Scale and Standardize Data with Scikit-learn
Many machine learning algorithms work better when the data is or approximately normally distributed, so it’s common to transform the data to achieve a better model performance.
As one of the most popular machine learning library in Python,
scikit-learn provides various methods for data preprocessing and normalization.
I’m going to use a simple dataset to show how the following method works:
- MinMaxScaler
- Normalizer
- StandardScaler
Import required packages
from sklearn.preprocessing import MinMaxScaler
from sklearn.preprocessing import Normalizer
from sklearn.preprocessing import StandardScaler
from sklearn.preprocessing import scale
import pandas as pd
import numpy as np
from statistics import mean
from statistics import stdev
from IPython.display import set_matplotlib_formats
import warnings
warnings.filterwarnings(action="ignore")
set_matplotlib_formats('svg')
X = [[1, -1, 2],
[2, 0, 1],
[2, -1, -1]]
"""
it's not necessary to convert X to a dataframe
here I use dataframe
- to make columns/rows easier to read
- to recreate the process with pandas/numpy
"""
X_df = pd.DataFrame(X)
X_df
0 | 1 | 2 | |
---|---|---|---|
0 | 1 | -1 | 2 |
1 | 2 | 0 | 1 |
2 | 2 | -1 | -1 |
MinMaxScaler
According to sklearn.preprocessing.MinMaxScaler, it aims to transform features by scaling each feature to a given range.
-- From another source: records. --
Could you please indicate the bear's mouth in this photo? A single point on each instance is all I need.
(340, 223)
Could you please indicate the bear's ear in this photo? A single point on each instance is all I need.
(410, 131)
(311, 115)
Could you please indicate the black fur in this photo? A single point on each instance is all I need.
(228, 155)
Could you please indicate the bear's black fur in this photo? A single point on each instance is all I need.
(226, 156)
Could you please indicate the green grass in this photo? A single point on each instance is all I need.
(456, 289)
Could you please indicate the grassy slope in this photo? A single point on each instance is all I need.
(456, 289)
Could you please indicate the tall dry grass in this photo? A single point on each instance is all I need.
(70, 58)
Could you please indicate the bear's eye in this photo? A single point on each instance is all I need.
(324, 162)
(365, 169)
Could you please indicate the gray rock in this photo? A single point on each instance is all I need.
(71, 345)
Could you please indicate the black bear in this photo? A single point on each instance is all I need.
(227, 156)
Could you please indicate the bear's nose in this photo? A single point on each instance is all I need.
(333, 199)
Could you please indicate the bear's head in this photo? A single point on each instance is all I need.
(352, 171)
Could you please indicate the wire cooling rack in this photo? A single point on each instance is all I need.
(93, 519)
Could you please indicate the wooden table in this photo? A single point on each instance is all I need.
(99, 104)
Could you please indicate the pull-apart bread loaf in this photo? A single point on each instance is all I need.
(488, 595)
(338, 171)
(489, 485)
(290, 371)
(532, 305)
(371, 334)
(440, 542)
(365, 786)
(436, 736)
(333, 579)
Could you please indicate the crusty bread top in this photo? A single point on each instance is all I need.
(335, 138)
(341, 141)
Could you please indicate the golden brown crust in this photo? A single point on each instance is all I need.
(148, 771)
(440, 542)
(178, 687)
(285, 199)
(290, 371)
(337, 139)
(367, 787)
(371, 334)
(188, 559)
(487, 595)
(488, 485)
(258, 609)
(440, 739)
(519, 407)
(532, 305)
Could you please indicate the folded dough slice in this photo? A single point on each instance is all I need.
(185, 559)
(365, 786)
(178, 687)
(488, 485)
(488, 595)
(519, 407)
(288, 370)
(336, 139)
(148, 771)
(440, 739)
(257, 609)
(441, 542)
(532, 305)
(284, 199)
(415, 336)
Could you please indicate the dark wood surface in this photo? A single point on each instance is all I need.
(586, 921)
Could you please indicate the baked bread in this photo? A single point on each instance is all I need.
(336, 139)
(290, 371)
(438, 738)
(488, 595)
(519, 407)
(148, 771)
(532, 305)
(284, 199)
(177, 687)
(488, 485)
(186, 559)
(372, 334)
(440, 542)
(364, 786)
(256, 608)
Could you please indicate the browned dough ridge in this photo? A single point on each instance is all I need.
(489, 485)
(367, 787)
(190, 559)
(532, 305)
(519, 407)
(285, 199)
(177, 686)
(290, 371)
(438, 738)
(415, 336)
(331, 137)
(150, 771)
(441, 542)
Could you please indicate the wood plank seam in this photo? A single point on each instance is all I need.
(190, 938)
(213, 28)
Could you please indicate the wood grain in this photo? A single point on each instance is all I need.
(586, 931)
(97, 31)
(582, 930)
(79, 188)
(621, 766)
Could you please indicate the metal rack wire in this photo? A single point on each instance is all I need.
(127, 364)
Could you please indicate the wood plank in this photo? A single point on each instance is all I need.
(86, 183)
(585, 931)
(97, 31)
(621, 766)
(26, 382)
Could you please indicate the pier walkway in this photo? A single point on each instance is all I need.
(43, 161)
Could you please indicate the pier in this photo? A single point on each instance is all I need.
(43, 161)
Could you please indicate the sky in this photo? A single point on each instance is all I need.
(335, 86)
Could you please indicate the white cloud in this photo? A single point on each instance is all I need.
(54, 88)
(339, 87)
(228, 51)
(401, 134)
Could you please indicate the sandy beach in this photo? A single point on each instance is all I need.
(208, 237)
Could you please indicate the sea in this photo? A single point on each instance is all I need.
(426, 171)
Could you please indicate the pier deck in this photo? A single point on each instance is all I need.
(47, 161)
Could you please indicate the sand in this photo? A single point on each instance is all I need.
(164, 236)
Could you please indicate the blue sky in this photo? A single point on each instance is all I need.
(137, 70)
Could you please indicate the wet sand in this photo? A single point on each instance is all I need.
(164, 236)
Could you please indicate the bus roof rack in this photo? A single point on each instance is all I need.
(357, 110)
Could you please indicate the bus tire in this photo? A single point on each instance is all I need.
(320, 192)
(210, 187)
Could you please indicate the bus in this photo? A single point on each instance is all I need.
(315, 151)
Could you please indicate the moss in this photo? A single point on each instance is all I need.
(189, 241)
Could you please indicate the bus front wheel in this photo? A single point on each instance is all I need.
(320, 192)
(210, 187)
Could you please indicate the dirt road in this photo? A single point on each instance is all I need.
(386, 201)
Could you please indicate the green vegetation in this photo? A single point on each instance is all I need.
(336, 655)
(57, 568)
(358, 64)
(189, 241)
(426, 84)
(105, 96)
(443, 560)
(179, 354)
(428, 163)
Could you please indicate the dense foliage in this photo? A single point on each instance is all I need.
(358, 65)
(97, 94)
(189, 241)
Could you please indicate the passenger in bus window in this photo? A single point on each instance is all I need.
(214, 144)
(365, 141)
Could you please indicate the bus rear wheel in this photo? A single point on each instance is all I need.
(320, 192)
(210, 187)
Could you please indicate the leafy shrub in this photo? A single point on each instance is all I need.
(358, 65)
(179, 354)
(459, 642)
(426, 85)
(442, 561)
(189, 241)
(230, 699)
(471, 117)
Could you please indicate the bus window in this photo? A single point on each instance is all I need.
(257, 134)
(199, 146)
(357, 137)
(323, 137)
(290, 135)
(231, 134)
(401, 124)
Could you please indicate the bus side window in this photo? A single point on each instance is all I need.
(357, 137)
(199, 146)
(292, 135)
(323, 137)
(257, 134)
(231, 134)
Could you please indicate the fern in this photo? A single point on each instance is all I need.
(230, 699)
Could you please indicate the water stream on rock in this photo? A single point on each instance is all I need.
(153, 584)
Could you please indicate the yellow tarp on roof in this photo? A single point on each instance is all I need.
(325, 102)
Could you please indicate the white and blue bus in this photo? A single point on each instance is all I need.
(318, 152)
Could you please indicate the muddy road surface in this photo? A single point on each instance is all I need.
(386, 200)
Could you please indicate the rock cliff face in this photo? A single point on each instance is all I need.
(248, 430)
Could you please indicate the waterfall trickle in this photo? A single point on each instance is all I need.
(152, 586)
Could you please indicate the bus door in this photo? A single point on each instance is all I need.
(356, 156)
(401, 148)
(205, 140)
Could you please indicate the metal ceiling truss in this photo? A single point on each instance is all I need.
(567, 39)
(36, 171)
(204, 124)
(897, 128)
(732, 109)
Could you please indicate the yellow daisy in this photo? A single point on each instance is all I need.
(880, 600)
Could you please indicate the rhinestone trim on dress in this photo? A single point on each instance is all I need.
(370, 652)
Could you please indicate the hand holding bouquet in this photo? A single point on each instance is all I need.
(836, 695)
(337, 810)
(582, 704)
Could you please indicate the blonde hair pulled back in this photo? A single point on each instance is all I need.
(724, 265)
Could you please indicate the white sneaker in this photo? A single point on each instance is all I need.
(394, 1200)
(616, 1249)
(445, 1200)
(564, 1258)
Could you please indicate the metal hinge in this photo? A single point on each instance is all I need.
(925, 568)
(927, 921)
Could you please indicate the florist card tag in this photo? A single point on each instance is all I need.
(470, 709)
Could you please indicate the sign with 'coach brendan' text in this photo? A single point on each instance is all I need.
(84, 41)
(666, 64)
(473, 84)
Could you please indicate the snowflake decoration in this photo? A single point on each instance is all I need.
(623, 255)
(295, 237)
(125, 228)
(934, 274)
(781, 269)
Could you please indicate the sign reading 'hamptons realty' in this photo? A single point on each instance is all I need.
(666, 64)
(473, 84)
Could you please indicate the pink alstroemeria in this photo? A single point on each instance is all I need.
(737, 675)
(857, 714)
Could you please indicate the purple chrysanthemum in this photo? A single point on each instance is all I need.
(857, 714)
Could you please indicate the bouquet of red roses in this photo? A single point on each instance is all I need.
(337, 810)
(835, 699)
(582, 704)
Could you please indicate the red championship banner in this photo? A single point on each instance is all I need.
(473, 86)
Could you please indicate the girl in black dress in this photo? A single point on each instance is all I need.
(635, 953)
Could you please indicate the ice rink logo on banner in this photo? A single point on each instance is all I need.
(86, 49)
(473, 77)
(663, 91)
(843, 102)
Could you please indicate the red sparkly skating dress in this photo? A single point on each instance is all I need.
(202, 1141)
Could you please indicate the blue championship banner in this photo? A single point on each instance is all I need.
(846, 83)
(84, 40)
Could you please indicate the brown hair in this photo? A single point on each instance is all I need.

In other words, it’s column-wise.
# MinMaxScaler - it transforms columns in X_df
X_mm = MinMaxScaler().fit_transform(X_df)
X_mm
array([[0. , 0. , 1. ],
[1. , 1. , 0.66666667],
[1. , 0. , 0. ]])
Formula
The math behind it:
\[\displaystyle X_{std} = \frac{X - X.min}{X.max - X.min}\] \[\displaystyle X_{scaled} = X_{std} \cdot (max - min) + min\]where \(\displaystyle min, max\) = feature_range.
It’s the same as below function:
# recreate MinMaxScaler
(X_df - X_df.min()) / (X_df.max() - X_df.min())
0 | 1 | 2 | |
---|---|---|---|
0 | 0.0 | 0.0 | 1.000000 |
1 | 1.0 | 1.0 | 0.666667 |
2 | 1.0 | 0.0 | 0.000000 |
Normalizer
According to sklearn.preprocessing.Normalizer, it normalize samples individually to unit norm. In other words, it’s row-wise. As for the norm, there are 3 options.
l1-norm
L1 norm of a vector is also known as the Manhattan distance or Taxicab norm. To calculate the norm, we need to take the sum of the absolute vector values and make sure it’s 1.
# Normalizer with l1-norm
X_l1 = Normalizer(norm='l1').fit_transform(X_df)
X_l1
array([[ 0.25 , -0.25 , 0.5 ],
[ 0.66666667, 0. , 0.33333333],
[ 0.5 , -0.25 , -0.25 ]])
It’s the same as the function below:
def normalizer_l1(X):
# get absolute sum of each row
norms = np.abs(X).sum(axis=1)
# reshape it to multiple rows & 1 column
norms = norms.values.reshape((len(X), 1))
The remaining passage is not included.